With blood work finished, I had about 2 hours to kill before my surgical consult so I headed to the Transplant Office to visit with Cailin. Turns out, she wasn't in the office so I watched 'The Gods Must Be Crazy' on my I-touch thingy in the waiting room till she came back. Now, as much as I enjoy just visiting with the sweet angel Cailin, I also needed her to fill out a package of forms for my work benefits. Once she came back to the office, I gave her the forms and we had a great little visit. One thing to note here is the Transplant Office isn't some dark and dingy place filled with emotionless robotic workers...it's a friendly place! Not only that, but they work miracles here.

Before I left, I tried to get a picture of Cailin for the blog. This is the best I could get though. Cailin is a pro at avoiding the camera!



Bryan on the other hand, is not camera shy.

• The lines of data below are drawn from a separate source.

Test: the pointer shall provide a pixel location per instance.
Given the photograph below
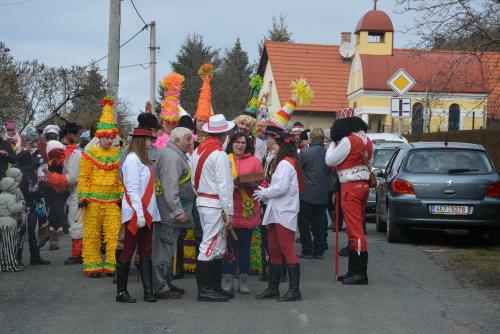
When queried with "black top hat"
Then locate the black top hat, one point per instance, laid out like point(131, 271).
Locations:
point(25, 161)
point(186, 122)
point(71, 127)
point(148, 120)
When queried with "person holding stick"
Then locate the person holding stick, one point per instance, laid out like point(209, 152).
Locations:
point(214, 186)
point(351, 152)
point(283, 203)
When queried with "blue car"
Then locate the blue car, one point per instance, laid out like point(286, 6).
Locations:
point(438, 185)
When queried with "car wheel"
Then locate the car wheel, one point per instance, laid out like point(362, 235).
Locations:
point(393, 232)
point(380, 226)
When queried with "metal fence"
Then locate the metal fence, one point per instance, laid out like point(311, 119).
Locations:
point(489, 138)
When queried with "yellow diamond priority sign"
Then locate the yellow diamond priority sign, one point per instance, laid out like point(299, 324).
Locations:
point(401, 82)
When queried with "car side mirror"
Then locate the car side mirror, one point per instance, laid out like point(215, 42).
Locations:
point(378, 172)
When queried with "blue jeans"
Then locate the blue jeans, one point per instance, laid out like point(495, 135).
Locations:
point(241, 249)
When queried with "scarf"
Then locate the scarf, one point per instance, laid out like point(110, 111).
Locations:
point(247, 202)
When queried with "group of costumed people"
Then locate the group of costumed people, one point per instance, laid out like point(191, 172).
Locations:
point(216, 197)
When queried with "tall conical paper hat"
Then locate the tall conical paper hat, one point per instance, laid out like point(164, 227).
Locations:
point(252, 108)
point(170, 106)
point(301, 94)
point(204, 110)
point(107, 124)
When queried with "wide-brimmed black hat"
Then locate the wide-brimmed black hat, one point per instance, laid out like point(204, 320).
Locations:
point(25, 161)
point(148, 120)
point(71, 127)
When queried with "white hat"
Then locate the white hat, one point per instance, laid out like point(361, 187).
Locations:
point(218, 124)
point(54, 144)
point(51, 129)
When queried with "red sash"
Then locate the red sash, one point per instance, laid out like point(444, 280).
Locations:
point(203, 157)
point(146, 199)
point(297, 170)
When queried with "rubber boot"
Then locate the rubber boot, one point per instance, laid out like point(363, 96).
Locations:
point(122, 295)
point(360, 276)
point(227, 282)
point(243, 288)
point(206, 288)
point(293, 293)
point(350, 264)
point(118, 253)
point(217, 279)
point(54, 240)
point(274, 277)
point(146, 269)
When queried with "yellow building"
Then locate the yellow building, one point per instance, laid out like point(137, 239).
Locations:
point(451, 90)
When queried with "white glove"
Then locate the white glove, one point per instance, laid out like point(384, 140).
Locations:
point(259, 194)
point(141, 222)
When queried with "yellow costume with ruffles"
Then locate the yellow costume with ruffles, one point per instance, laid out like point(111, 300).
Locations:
point(101, 190)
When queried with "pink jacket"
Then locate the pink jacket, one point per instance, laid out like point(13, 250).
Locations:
point(246, 164)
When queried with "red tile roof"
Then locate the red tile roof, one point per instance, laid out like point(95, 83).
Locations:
point(322, 67)
point(436, 71)
point(376, 21)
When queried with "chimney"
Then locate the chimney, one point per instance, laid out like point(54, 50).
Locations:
point(345, 37)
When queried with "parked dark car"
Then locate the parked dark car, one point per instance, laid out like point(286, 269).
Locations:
point(382, 153)
point(438, 185)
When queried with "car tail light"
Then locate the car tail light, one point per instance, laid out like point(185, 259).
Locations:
point(493, 190)
point(400, 186)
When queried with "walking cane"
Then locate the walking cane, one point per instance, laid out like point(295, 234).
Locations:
point(337, 215)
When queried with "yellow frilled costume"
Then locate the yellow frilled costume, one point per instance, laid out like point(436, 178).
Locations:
point(99, 191)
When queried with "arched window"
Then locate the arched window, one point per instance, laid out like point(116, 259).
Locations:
point(417, 118)
point(454, 117)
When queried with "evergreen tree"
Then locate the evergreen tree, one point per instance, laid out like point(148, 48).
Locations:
point(230, 87)
point(278, 32)
point(192, 54)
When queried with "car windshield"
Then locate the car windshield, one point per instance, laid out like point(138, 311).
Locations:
point(448, 161)
point(381, 157)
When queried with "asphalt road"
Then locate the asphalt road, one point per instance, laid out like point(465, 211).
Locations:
point(408, 293)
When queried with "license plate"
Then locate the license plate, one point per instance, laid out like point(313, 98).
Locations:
point(454, 210)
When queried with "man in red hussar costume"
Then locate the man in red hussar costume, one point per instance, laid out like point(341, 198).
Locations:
point(351, 152)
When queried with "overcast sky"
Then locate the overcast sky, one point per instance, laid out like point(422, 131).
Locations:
point(74, 32)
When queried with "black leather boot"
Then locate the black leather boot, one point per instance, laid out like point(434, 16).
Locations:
point(360, 276)
point(350, 264)
point(217, 277)
point(293, 293)
point(118, 253)
point(205, 282)
point(122, 295)
point(146, 269)
point(274, 278)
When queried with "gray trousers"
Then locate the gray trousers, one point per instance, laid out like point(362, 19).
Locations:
point(164, 245)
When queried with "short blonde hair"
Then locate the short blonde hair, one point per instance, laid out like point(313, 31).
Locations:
point(317, 134)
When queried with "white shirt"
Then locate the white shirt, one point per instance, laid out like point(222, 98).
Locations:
point(336, 154)
point(135, 180)
point(215, 179)
point(283, 202)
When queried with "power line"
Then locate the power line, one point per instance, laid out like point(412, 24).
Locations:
point(122, 45)
point(15, 3)
point(135, 8)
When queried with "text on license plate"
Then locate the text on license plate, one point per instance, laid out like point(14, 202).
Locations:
point(457, 210)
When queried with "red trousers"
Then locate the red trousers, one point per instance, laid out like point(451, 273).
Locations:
point(143, 240)
point(354, 196)
point(281, 242)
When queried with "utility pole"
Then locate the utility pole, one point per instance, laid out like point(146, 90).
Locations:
point(114, 49)
point(152, 65)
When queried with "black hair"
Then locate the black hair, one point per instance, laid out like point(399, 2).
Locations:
point(345, 126)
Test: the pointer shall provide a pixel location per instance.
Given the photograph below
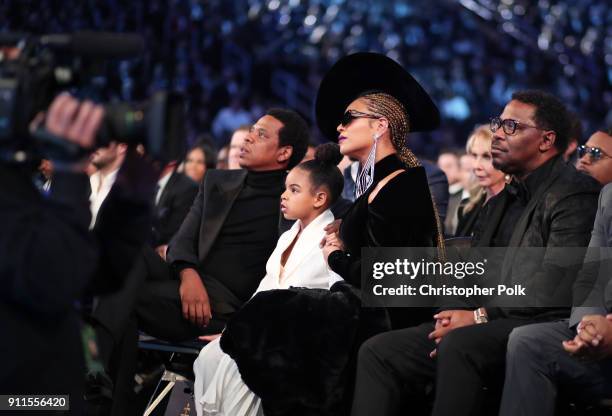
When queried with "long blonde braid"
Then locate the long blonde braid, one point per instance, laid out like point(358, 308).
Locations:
point(389, 107)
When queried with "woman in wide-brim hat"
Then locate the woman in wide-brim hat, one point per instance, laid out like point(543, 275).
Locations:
point(369, 103)
point(296, 348)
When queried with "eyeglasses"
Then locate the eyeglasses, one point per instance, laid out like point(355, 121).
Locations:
point(351, 115)
point(508, 125)
point(595, 152)
point(261, 133)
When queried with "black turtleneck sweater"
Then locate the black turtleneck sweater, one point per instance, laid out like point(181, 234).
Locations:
point(248, 236)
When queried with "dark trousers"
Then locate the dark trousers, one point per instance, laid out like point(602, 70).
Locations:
point(149, 301)
point(537, 367)
point(395, 372)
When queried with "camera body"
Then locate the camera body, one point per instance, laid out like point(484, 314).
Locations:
point(34, 69)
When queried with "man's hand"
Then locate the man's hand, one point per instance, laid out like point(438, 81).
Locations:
point(75, 121)
point(446, 321)
point(594, 338)
point(194, 298)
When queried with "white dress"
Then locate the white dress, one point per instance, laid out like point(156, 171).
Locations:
point(218, 388)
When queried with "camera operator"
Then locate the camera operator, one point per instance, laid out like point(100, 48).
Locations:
point(49, 258)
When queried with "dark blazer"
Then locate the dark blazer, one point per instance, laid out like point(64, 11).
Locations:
point(172, 208)
point(216, 196)
point(594, 280)
point(560, 213)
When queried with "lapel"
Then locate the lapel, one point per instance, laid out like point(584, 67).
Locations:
point(525, 219)
point(308, 241)
point(283, 242)
point(223, 189)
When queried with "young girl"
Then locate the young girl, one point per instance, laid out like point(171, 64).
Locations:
point(311, 188)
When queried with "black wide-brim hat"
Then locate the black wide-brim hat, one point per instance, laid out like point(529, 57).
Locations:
point(355, 74)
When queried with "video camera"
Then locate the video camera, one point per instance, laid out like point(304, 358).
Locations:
point(34, 69)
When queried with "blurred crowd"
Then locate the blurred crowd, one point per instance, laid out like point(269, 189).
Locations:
point(226, 56)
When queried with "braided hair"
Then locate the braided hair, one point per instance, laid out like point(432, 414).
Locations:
point(389, 107)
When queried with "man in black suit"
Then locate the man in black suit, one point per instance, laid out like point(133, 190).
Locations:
point(49, 257)
point(549, 205)
point(539, 363)
point(220, 250)
point(174, 196)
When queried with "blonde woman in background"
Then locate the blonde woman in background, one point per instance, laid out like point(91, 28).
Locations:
point(489, 181)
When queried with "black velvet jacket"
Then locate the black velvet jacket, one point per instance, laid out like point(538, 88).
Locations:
point(401, 215)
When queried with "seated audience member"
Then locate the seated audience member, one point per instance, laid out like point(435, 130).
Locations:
point(548, 204)
point(308, 363)
point(490, 180)
point(448, 161)
point(222, 157)
point(235, 215)
point(595, 156)
point(236, 142)
point(574, 356)
point(201, 157)
point(310, 190)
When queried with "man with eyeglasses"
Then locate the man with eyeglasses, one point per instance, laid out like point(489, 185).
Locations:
point(548, 204)
point(595, 157)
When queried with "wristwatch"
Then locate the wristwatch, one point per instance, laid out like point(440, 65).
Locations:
point(480, 316)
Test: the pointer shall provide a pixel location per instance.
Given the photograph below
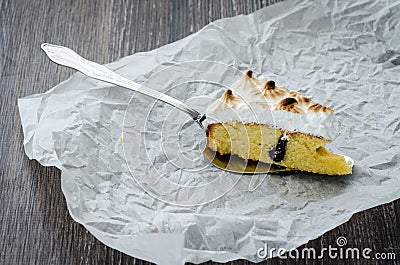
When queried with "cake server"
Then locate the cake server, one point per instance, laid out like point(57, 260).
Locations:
point(67, 57)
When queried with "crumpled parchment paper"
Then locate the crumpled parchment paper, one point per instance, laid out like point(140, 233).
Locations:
point(345, 54)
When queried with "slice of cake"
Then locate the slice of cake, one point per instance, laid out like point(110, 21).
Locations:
point(262, 121)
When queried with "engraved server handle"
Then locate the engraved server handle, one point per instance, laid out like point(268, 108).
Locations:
point(67, 57)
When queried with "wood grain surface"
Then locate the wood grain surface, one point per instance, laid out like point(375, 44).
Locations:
point(35, 224)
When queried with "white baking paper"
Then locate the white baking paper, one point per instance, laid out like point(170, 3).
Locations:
point(345, 54)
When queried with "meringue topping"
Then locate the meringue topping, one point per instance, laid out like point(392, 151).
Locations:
point(255, 100)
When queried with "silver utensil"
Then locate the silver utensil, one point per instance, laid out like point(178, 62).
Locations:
point(67, 57)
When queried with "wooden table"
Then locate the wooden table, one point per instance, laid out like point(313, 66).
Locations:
point(35, 225)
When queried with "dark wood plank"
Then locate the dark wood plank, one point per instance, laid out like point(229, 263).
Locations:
point(35, 225)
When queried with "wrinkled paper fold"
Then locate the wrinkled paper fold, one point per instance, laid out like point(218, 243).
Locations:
point(344, 54)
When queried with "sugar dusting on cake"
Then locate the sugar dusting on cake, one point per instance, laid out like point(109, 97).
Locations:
point(255, 100)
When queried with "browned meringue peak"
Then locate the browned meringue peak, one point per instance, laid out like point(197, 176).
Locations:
point(227, 100)
point(267, 95)
point(247, 85)
point(289, 104)
point(272, 91)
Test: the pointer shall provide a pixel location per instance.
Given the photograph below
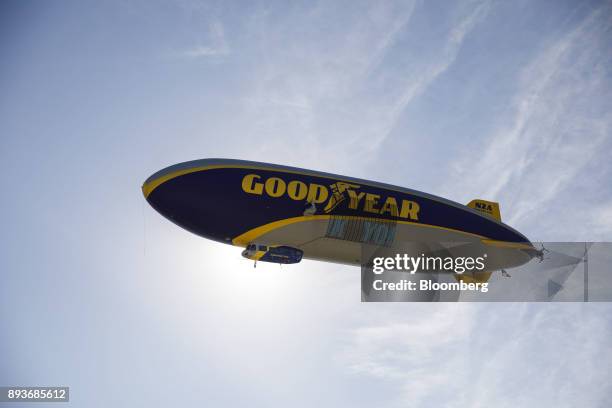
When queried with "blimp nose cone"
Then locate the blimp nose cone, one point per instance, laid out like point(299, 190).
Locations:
point(193, 198)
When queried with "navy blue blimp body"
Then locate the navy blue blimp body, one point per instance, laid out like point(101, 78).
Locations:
point(231, 200)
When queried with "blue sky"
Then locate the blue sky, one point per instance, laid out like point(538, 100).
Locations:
point(509, 101)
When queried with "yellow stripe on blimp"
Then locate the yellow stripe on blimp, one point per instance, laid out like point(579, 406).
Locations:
point(147, 188)
point(252, 235)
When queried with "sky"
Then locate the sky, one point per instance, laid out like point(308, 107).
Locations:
point(506, 101)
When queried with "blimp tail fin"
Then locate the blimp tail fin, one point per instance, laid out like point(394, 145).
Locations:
point(489, 208)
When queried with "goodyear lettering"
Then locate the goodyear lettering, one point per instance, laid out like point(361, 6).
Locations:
point(354, 199)
point(317, 193)
point(370, 204)
point(250, 186)
point(276, 187)
point(297, 190)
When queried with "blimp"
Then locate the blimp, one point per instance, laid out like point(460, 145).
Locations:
point(284, 214)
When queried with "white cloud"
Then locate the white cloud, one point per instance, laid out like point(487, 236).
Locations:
point(501, 355)
point(558, 129)
point(217, 44)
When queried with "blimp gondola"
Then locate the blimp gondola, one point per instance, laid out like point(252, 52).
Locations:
point(285, 214)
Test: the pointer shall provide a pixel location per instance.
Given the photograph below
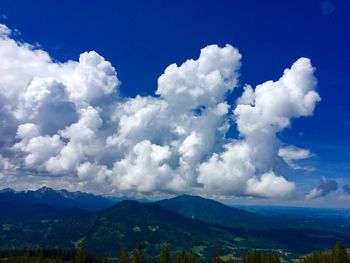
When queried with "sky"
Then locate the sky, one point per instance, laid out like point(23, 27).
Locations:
point(242, 101)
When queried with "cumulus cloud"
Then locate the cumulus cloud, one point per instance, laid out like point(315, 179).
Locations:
point(324, 188)
point(346, 189)
point(290, 154)
point(68, 119)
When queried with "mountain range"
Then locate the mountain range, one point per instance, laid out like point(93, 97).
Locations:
point(59, 218)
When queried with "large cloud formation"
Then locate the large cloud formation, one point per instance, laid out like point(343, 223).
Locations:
point(324, 188)
point(67, 120)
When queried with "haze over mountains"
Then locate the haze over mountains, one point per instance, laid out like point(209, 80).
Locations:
point(59, 218)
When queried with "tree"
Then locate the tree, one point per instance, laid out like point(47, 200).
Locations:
point(123, 256)
point(340, 254)
point(165, 255)
point(81, 255)
point(137, 256)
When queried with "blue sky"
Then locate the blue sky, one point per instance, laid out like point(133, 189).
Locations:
point(141, 38)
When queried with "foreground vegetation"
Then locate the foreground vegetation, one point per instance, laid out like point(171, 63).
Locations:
point(81, 255)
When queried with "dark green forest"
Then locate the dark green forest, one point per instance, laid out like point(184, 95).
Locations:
point(338, 255)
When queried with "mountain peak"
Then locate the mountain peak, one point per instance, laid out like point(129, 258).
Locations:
point(7, 190)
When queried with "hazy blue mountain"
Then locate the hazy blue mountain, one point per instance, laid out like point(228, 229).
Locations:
point(54, 218)
point(54, 198)
point(214, 212)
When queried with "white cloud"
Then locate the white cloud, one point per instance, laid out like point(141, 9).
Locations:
point(290, 154)
point(324, 188)
point(68, 119)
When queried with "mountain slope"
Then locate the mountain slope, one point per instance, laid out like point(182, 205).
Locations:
point(214, 212)
point(124, 225)
point(62, 199)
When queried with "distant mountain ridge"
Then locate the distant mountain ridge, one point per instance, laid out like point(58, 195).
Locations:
point(59, 218)
point(55, 198)
point(214, 212)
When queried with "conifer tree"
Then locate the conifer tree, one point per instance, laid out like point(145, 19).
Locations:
point(165, 255)
point(137, 256)
point(340, 254)
point(123, 256)
point(81, 255)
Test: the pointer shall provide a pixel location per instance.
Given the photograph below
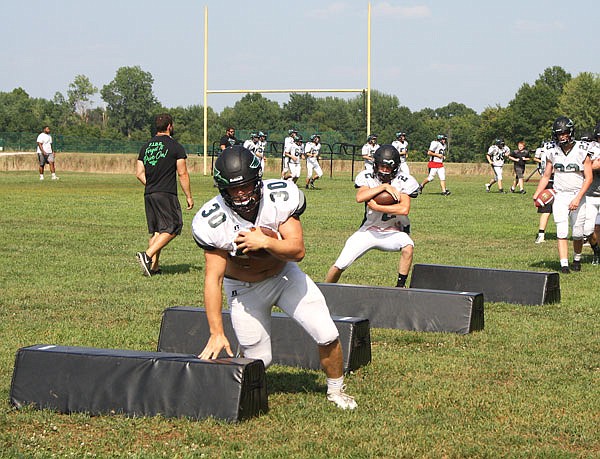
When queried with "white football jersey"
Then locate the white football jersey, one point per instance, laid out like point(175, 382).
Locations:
point(402, 148)
point(568, 169)
point(594, 153)
point(251, 145)
point(216, 225)
point(296, 151)
point(379, 221)
point(498, 154)
point(439, 148)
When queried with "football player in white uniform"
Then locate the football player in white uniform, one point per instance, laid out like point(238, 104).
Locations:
point(369, 150)
point(496, 155)
point(437, 155)
point(386, 227)
point(252, 143)
point(592, 197)
point(401, 145)
point(257, 271)
point(261, 149)
point(312, 150)
point(294, 153)
point(568, 159)
point(544, 211)
point(287, 143)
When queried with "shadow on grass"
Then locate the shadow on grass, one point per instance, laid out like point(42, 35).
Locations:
point(289, 380)
point(179, 269)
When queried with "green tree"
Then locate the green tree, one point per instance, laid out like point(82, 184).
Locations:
point(580, 101)
point(79, 96)
point(130, 101)
point(535, 106)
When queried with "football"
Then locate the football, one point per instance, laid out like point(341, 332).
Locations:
point(385, 199)
point(545, 197)
point(262, 253)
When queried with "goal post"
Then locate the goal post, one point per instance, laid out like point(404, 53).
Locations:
point(207, 91)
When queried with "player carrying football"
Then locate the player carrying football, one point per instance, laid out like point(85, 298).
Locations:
point(254, 283)
point(568, 159)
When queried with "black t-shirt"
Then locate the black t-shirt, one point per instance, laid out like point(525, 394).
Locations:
point(228, 141)
point(521, 155)
point(160, 157)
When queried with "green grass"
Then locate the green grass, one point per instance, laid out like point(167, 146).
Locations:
point(526, 386)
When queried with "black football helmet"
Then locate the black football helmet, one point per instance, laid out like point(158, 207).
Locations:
point(597, 131)
point(561, 125)
point(237, 166)
point(389, 156)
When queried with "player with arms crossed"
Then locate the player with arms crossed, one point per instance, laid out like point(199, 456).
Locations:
point(384, 227)
point(258, 271)
point(568, 159)
point(437, 155)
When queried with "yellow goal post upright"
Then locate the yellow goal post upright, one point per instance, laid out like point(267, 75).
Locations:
point(290, 91)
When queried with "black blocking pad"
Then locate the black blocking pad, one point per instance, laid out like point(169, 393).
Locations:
point(185, 329)
point(497, 285)
point(136, 383)
point(407, 309)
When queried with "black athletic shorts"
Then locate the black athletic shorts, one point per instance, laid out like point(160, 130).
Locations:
point(163, 213)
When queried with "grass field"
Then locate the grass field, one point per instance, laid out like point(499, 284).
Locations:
point(526, 386)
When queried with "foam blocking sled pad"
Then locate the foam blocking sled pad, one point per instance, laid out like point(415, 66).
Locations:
point(185, 329)
point(407, 309)
point(498, 285)
point(107, 381)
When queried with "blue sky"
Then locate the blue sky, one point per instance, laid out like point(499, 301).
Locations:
point(427, 53)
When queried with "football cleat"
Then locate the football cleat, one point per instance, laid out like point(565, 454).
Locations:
point(342, 400)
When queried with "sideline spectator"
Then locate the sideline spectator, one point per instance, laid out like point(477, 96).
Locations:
point(437, 155)
point(45, 153)
point(519, 156)
point(159, 162)
point(228, 140)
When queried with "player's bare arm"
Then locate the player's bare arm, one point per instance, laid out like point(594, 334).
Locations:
point(400, 208)
point(214, 271)
point(365, 193)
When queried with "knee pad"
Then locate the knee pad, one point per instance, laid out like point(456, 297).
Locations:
point(562, 229)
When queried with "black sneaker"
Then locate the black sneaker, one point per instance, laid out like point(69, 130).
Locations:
point(145, 263)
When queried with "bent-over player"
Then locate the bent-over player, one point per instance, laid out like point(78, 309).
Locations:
point(258, 271)
point(568, 159)
point(386, 227)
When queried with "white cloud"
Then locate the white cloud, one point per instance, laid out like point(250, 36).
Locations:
point(385, 9)
point(524, 25)
point(332, 9)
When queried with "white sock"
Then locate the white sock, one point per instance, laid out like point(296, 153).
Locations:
point(334, 384)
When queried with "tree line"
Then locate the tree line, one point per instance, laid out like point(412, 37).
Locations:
point(129, 106)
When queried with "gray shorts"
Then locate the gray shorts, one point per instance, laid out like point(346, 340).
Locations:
point(45, 159)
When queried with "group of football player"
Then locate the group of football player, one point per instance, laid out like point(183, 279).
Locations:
point(294, 150)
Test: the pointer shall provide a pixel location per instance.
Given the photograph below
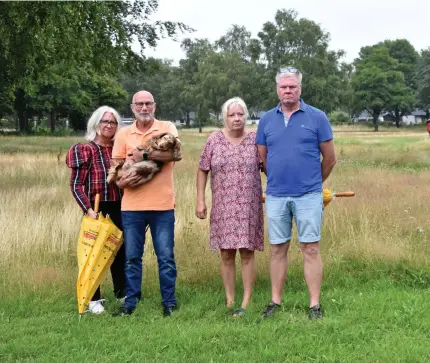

My meeting with the surgeon was at 2:00 pm, so a quick dash to the 10th floor where I was ushered into an examination room. My surgeon was Dr. Cattral and to be honest, today was the first day I actually met him! I think I might have seen him in the recovery room on floor 7, but at that time I was in a drug induced haze and remember very little. In any case, he greeted me and asked me some questions about how I felt, how I was healing and how I thought everything went. He gave my incision the once over and told me everything was progressing really good. I didn't really have any questions for him apart from some general 'back-to-my-old-self' queries. All in all, this meeting lasted less than 20 minutes and I was on my way home again. My next round of follow-ups will be my 3 month check-up and that isn't until December 3rd.

Once I got home, I felt something wet against my shirt. Once I checked it out, I noticed my incision was leaking a little at the very bottom. Nothing too serious I hope...just need to keep an eye on it. When I got up Friday morning, my shirt was sticking to the incision site at the bottom and it hurt! I cleaned it up and bathed it in Ozonol and went about my day. Friday night I woke up around midnight because my shirt felt wet in one spot and again, the incision is weeping near the bottom. Looking at it today however, it isn't so bad. Maybe I slept on it funny. In any case, I'll keep an eye on it.